A variant of this one:
double log10_value= log10(value);
double integer_value;
double fractional_value= modf(log10_value, &integer_value);
return fractional_value==0.0;
Note that the comparison to 0.0 is exact rather than within a particular epsilon since you want to ensure that log10_value is an integer.
EDIT: Since this sparked a bit of controversy due to log10 possibly being imprecise and the generic understanding that you shouldn't compare doubles without an epsilon, here's a more precise way of determining if a double is a power of 10 using only properties of powers of 10 and IEEE 754 doubles.

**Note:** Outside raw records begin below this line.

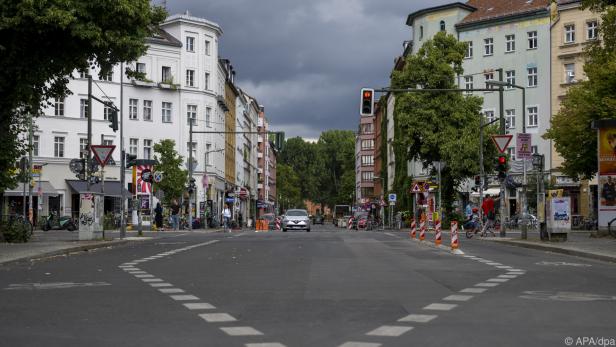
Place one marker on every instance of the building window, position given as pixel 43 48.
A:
pixel 569 33
pixel 83 148
pixel 510 39
pixel 58 147
pixel 367 160
pixel 166 112
pixel 190 78
pixel 147 110
pixel 191 115
pixel 166 75
pixel 532 76
pixel 59 107
pixel 208 116
pixel 533 117
pixel 592 30
pixel 133 146
pixel 35 145
pixel 147 149
pixel 132 108
pixel 469 50
pixel 510 119
pixel 468 83
pixel 569 73
pixel 488 46
pixel 83 108
pixel 510 75
pixel 207 47
pixel 532 40
pixel 367 144
pixel 190 44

First, a clarification: a double can represent up to 1E22, as 1e22 has only 52 significant bits. Luckily, 5^22 also only has 52 significant bits, so we can determine if a double is (2*5)^n for n= [0, 22]:
bool is_pow10(double value)
{
int exponent;
double mantissa= frexp(value, &exponent);
int exponent_adjustment= exponent/10;
int possible_10_exponent= (exponent - exponent_adjustment)/3;
if (possible_10_exponent>=0 &&
possible_10_exponent<=22)
{
mantissa*= pow(2.0, exponent - possible_10_exponent);
return mantissa==pow(5.0, possible_10_exponent);
}
else
{
return false;
}
}
Since 2^10==1024, that adds an extra bit of significance that we have to remove from the possible power of 5.